Reading guide: Winter is the season when we eat the most, because the cold climate in winter will consume our physical strength, so we need to supplement some nutrients. As a traditional food of the Chinese, boiled porridge is especially popular in winter. OatsIt is a coarse grain that is very suitable for winter consumption, it is not only delicious, but also has high nutritional value. OatsIt is rich in potassium and isBananastwice as much to help replenish the body's energy needs;OatsAlso contains a large amountDietary fiber, which can promote intestinal peristalsis,Laxative;In addition,OatsIt can also strengthen muscles and bones and prevent itOsteoporosis。Cook in winterOatmeal, not only to enjoy the delicious taste, but also to provide comprehensive nutritional support to our body.
1. Choose high-quality ingredientsOatmealThe production is inseparable from good ingredients, and we can choose some high-quality onesRed beans, black rice,Oatsslices and red dates to makeOatmealRed beansAnd the choice of black rice should be notedRed adzuki beansIt is more suitable for eating in the cold season, and black rice should be selected with black surface and white rice core.
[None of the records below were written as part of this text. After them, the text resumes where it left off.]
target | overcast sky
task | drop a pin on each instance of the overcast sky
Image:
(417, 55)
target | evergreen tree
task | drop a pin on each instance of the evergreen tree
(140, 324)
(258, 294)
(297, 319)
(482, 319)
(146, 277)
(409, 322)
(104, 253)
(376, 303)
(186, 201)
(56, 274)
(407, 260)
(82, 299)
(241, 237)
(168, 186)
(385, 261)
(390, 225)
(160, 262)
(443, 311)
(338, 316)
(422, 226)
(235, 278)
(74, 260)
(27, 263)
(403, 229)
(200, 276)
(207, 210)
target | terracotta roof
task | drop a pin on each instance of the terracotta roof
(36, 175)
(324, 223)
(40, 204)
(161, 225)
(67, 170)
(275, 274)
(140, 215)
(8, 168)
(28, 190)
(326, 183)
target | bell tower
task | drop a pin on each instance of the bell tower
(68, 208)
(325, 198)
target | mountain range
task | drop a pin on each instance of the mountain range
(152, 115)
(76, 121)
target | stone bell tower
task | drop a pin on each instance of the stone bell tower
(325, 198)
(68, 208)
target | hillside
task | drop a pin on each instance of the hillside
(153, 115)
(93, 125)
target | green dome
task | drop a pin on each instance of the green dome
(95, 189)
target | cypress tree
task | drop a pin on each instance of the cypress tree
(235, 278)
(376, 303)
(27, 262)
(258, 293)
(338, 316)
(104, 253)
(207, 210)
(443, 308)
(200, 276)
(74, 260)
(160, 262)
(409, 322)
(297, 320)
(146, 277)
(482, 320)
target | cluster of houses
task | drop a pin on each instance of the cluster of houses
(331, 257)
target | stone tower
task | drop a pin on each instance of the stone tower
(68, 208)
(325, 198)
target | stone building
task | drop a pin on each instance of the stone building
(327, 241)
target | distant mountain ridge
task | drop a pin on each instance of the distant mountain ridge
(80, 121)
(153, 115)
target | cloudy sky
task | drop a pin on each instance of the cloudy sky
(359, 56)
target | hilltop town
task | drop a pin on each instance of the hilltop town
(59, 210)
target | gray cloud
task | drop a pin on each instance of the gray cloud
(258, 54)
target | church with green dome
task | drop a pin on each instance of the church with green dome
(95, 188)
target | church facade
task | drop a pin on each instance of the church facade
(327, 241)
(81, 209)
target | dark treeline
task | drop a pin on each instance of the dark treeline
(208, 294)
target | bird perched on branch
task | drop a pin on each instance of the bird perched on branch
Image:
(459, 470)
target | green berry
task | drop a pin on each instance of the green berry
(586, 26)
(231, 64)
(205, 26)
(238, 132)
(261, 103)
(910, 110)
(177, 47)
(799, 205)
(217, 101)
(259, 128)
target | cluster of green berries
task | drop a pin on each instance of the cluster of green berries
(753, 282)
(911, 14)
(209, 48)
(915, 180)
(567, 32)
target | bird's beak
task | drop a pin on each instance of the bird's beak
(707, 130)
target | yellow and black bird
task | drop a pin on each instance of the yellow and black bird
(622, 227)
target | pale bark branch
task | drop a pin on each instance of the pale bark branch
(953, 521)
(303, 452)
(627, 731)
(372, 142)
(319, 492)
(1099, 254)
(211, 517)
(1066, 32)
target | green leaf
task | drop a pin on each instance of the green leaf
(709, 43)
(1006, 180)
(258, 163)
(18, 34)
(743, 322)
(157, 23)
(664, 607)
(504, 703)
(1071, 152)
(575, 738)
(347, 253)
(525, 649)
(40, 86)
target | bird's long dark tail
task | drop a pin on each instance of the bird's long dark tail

2. Soak and set aside: willRed beansSoak for more than 3 hours to give it a softer texture. At the same time, the black rice is soaked in water for 1 hour, and the water during the soaking process can be used to cook porridge to retain more nutrients. In addition, after scrubbing the dates, rinse them well and boilOatmealto join.
3. CookOatmeal: Will be soakedRed beansPour into a pot, add black rice and an appropriate amount of water, first bring to a boil over high heat, then turn to medium heat and cook for 30 minutes. Then add the washed red dates and continue to cook for 15 minutes. Finally, add an appropriate amountOatsslices, cook for 5 minutes toOatmealThicken and serve.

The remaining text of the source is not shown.